Read the dataset into a large matrix:

import os
import numpy as np


def img2vector(filename):
    """convert image file to feature vector"""
    feature_vect = np.zeros((1, 32 * 32))
    fr = open(filename)
    for i in range(32):
        line_str = fr.readline()
        for j in range(32):
            feature_vect[0, 32*i+j] = int(line_str[j])
    return feature_vect


def read_data():
    """read training data and test data from folder `digits/`,
    return a tuple (training-data, test-data)"""
    folder = 'digits'
    training_folder = os.path.join(folder, 'trainingDigits')
    test_folder = os.path.join(folder, 'testDigits')

    training_imgs = os.listdir(training_folder)
    test_imgs = os.listdir(test_folder)

    training_data = np.zeros((len(training_imgs), 32 * 32 + 1))
    test_data = np.zeros((len(test_imgs), 32 * 32 + 1))

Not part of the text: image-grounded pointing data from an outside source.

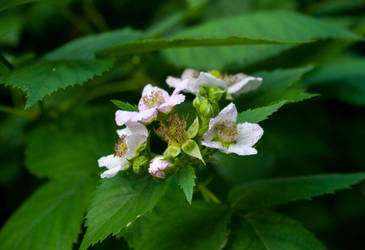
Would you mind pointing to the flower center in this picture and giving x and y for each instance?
(154, 99)
(225, 132)
(173, 130)
(121, 148)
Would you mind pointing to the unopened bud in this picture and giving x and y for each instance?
(140, 164)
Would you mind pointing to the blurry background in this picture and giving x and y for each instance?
(321, 135)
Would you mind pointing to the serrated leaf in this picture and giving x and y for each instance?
(117, 203)
(124, 105)
(343, 80)
(174, 224)
(264, 230)
(84, 47)
(271, 25)
(259, 114)
(73, 145)
(278, 85)
(283, 190)
(41, 79)
(190, 147)
(51, 218)
(186, 180)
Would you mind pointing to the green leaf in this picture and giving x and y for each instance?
(263, 230)
(186, 180)
(124, 105)
(51, 218)
(343, 80)
(176, 225)
(42, 79)
(269, 25)
(193, 129)
(84, 48)
(278, 85)
(72, 146)
(191, 148)
(118, 202)
(283, 190)
(259, 114)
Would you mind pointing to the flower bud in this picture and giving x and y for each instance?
(140, 164)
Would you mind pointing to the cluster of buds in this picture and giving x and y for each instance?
(211, 128)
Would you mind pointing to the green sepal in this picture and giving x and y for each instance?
(191, 148)
(172, 151)
(193, 129)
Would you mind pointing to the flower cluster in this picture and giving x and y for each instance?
(211, 130)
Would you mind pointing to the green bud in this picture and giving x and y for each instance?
(172, 151)
(190, 147)
(140, 164)
(193, 129)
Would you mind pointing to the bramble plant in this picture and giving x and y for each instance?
(197, 124)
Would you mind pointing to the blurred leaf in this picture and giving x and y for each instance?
(259, 114)
(343, 80)
(118, 202)
(42, 79)
(173, 224)
(269, 230)
(283, 190)
(51, 218)
(274, 26)
(84, 47)
(186, 180)
(73, 145)
(277, 86)
(124, 105)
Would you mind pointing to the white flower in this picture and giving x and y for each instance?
(130, 140)
(157, 166)
(225, 135)
(191, 80)
(153, 100)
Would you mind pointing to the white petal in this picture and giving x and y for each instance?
(147, 115)
(241, 150)
(206, 79)
(173, 81)
(110, 161)
(111, 172)
(189, 74)
(229, 113)
(133, 142)
(171, 102)
(245, 85)
(147, 90)
(122, 117)
(248, 134)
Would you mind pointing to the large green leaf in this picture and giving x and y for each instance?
(263, 230)
(277, 86)
(270, 25)
(283, 190)
(51, 218)
(344, 80)
(84, 48)
(118, 202)
(186, 179)
(71, 147)
(259, 114)
(174, 224)
(42, 79)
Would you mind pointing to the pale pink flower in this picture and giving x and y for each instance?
(153, 100)
(130, 140)
(157, 167)
(225, 135)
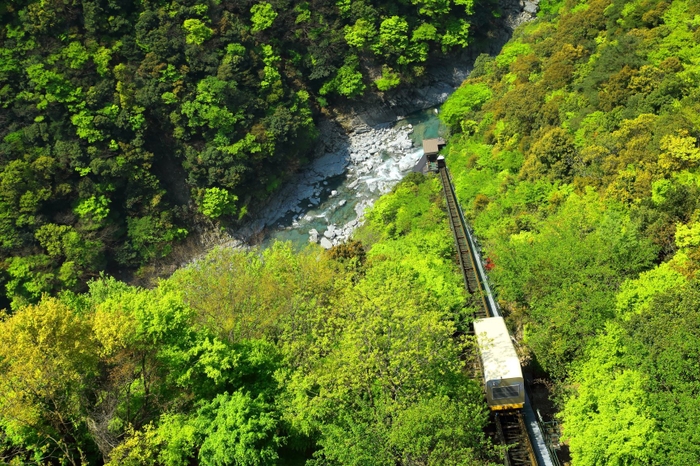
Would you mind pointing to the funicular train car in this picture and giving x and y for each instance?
(503, 377)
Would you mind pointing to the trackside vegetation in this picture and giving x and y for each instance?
(575, 153)
(125, 122)
(350, 356)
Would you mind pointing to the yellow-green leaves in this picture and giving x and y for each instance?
(262, 16)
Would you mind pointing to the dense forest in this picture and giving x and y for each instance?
(124, 123)
(351, 356)
(575, 153)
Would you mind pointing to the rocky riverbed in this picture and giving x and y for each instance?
(366, 149)
(325, 202)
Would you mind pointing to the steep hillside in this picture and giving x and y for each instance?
(123, 122)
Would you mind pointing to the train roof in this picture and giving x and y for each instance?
(498, 356)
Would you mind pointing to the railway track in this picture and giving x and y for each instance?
(510, 425)
(512, 433)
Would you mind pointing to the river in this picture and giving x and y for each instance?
(325, 202)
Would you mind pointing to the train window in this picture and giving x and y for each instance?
(510, 391)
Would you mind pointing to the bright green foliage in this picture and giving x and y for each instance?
(259, 357)
(217, 202)
(389, 80)
(468, 98)
(360, 34)
(578, 170)
(263, 15)
(348, 81)
(152, 104)
(197, 31)
(608, 417)
(93, 210)
(48, 361)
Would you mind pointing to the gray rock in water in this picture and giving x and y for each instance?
(313, 235)
(531, 7)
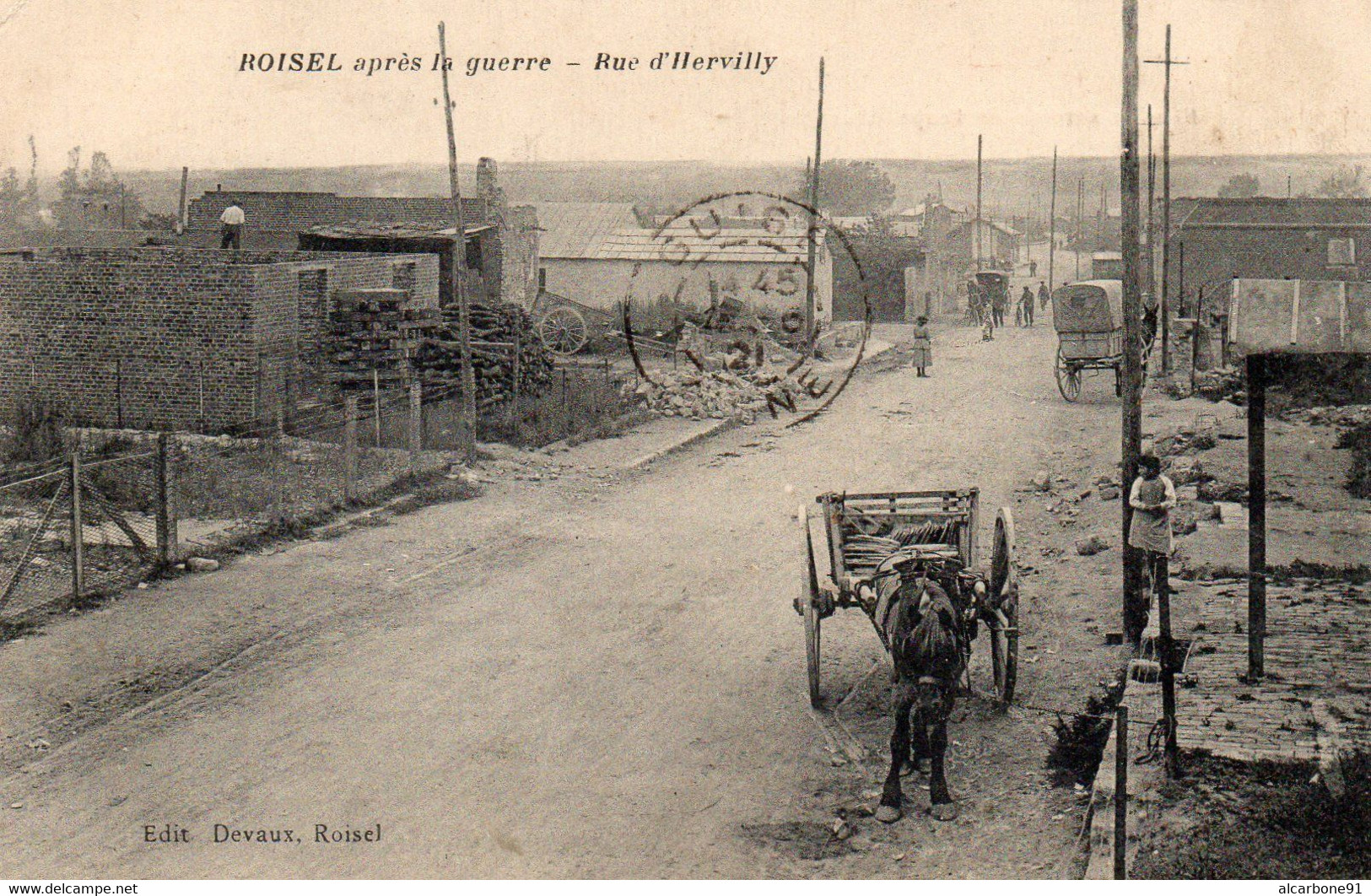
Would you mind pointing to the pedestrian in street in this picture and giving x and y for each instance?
(923, 347)
(232, 233)
(1152, 498)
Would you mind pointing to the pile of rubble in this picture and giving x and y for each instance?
(1224, 384)
(1342, 417)
(717, 393)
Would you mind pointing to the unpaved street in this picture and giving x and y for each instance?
(610, 681)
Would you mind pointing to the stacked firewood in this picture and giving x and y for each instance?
(495, 333)
(376, 336)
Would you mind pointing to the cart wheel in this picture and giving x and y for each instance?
(809, 607)
(1004, 623)
(1068, 378)
(563, 331)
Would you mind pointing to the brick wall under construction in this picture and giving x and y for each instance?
(180, 338)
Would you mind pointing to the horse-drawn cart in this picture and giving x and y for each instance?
(875, 540)
(1089, 322)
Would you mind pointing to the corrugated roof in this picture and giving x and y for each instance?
(295, 210)
(1263, 211)
(365, 229)
(577, 229)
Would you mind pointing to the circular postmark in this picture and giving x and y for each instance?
(734, 272)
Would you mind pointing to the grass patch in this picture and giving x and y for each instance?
(1237, 821)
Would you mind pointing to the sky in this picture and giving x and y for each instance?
(155, 84)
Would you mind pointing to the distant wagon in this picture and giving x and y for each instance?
(1089, 322)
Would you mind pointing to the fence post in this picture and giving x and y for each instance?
(166, 515)
(1120, 792)
(77, 533)
(566, 415)
(376, 406)
(416, 424)
(515, 378)
(350, 447)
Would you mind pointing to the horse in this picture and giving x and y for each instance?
(920, 623)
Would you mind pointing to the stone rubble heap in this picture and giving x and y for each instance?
(716, 393)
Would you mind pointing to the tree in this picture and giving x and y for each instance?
(100, 175)
(72, 175)
(1241, 186)
(1342, 184)
(850, 188)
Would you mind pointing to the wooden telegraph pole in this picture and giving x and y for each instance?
(975, 228)
(1134, 603)
(464, 307)
(1081, 222)
(1052, 225)
(1149, 262)
(1166, 203)
(813, 213)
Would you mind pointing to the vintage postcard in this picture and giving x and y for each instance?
(807, 439)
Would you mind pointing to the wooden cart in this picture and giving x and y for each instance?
(565, 327)
(938, 526)
(1089, 322)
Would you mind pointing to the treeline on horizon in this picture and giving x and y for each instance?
(1011, 186)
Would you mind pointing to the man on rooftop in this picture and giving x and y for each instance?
(232, 221)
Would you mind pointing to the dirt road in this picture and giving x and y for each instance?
(609, 678)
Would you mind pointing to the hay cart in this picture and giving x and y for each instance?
(565, 327)
(934, 527)
(1089, 322)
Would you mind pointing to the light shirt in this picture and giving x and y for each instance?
(1151, 529)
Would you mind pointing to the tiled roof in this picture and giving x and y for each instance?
(577, 229)
(686, 246)
(1277, 213)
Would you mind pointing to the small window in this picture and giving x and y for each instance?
(1342, 251)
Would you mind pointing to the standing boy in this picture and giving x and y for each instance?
(1152, 498)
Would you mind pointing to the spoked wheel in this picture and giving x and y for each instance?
(1004, 621)
(1068, 378)
(564, 331)
(809, 607)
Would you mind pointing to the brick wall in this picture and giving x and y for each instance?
(173, 337)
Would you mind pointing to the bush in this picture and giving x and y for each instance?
(1359, 477)
(35, 430)
(1081, 739)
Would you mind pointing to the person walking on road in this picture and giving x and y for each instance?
(232, 221)
(1152, 498)
(923, 347)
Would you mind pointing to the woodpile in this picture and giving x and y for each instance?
(376, 336)
(495, 333)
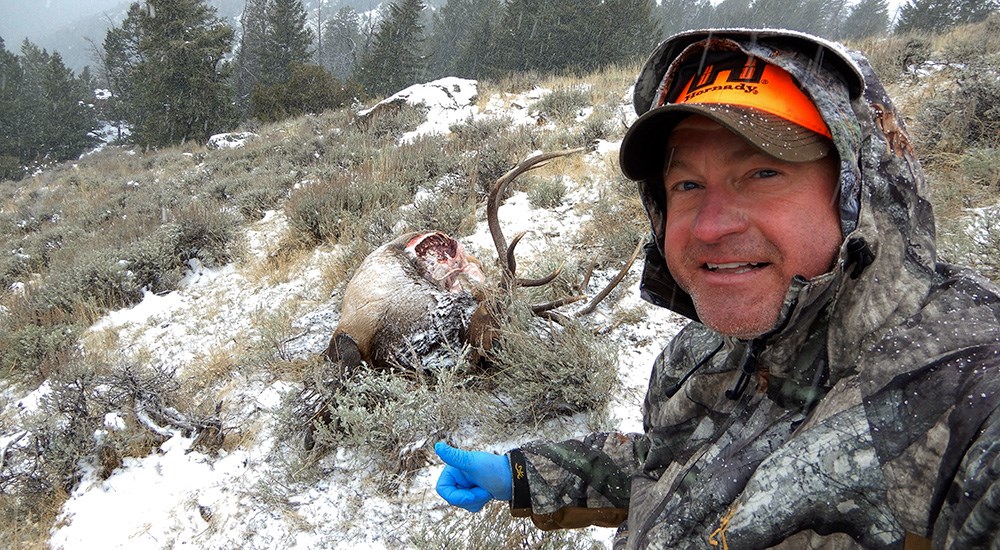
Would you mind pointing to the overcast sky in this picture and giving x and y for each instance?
(32, 18)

    # read training data from training folder
    for k, v in enumerate(training_imgs):
        img = os.path.join(training_folder, v)
        feature_vect = img2vector(img)
        label = np.array([[int(v.split('_')[0])]])
        # data item format: label, feature_vect
        training_data[k, :] = np.concatenate((label, feature_vect), axis=1)

    # read test data from test folder
    for k, v in enumerate(test_imgs):
        img = os.path.join(test_folder, v)
        feature_vect = img2vector(img)
        label = np.array([[int(v.split('_')[0])]])
        test_data[k, :] = np.concatenate((label, feature_vect), axis=1)

    return training_data, test_data

kNN classifier:

def knn_classify(in_X, dataset, labels, k, dmetric=EUC_DM):
    """kNN classification through linearly scanning,
    kNN method 1"""
    if dmetric == EUC_DM:
        sorted_indices, _ = euclidean_metric(in_X, dataset)
    elif dmetric == MAH_DM:
        if 'cov_invmat' not in knn_cache.keys():
            print 'computing convariance matrix...'
            cov = cov_mat(dataset)
            print 'get cov!'
            knn_cache['cov_invmat'] = np.linalg.pinv(cov)

        sorted_indices, _ = mahalanobis_metric(in_X,
                                               knn_cache['cov_invmat'],
                                               dataset)

    # find the majority class
    class_count = {}
    for i in range(k):
        vote_label = labels[sorted_indices[i]]
        class_count[vote_label] = class_count.get(vote_label, 0) + 1

    sorted_class_count = sorted(class_count.iteritems(),
                                key=lambda x: x[1], reverse=True)
    return sorted_class_count[0][0]

kd-tree based kNN classifier:

def kd_knn_classify(in_X, dataset, labels, k, dmetric=EUC_DM):
    """kNN classification using kd-tree,
    kNN method 3"""
    kdtree = KDTree(dataset)
    indices, distances = kdtree.search_knn(in_X, k, dmetric)

    # find the majority class
    class_count = {}
    for i in range(k):
        vote_label = labels[indices[i]]
        class_count[vote_label] = class_count.get(vote_label, 0) + 1

    sorted_class_count = sorted(class_count.iteritems(),
                                key=lambda x: x[1], reverse=True)
    return sorted_class_count[0][0]

After implemted kNN classifier, I did test on the test dataset with $k = 3$, it got 98.78% accuracy. Pretty remarkable!